Sticky Chicken with Mango Salsa Be careful not to burn the glaze. |
Ingredients:
4 chicken breasts, skinned
Zest of 1 lime
Juice of 2 limes
2 garlic cloves, peeled and
crushed
10 ml olive oil
30ml honey
15ml tomato sauce
5ml soy sauce
5ml grainy mustard
For the Salsa:
1 small red onion, peeled and diced
1 mango, stoned, peeled and
diced
8 cherry tomatoes, chopped
Method:
Cut the chicken into thin
strips. Mix the juice from 1 lime with the garlic in a shallow dish.

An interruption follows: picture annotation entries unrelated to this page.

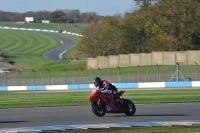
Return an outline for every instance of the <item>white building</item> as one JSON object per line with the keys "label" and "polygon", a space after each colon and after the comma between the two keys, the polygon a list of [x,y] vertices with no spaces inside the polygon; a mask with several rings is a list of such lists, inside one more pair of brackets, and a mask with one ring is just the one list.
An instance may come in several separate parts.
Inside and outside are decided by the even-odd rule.
{"label": "white building", "polygon": [[34,18],[33,18],[33,17],[25,17],[25,21],[26,21],[27,23],[29,23],[29,22],[34,22]]}
{"label": "white building", "polygon": [[42,20],[42,23],[50,23],[49,20]]}

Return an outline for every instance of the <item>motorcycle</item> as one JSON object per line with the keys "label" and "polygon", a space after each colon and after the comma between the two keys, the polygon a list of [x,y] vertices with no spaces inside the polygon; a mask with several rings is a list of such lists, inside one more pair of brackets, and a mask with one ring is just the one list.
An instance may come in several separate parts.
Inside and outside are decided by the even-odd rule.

Coat the
chicken strips and leave to marinate for at least 20 minutes.
Heat the oil in a large
non-stick frying pan. Remove the chicken strips from the marinade and transfer
to the pan. Cook over a medium heat for 2 minutes on each side. Remove from the
heat.
Mix in the honey, tomato sauce,
soy sauce and mustard in a bowl. Brush over the chicken on both sides. Return
the pan to a low heat and cook for 3 minutes on each side.
Make the salsa by mixing the
onion, zest and juice from the remaining lime, diced mango and chopped tomatoes
in a bowl. Serve the chicken with a large spoonful of salsa.
Cook's Tip
Don't have the heat too high after the glaze has been applied or it may burn.
You can pour any glaze left in the pan over the cooked chicken.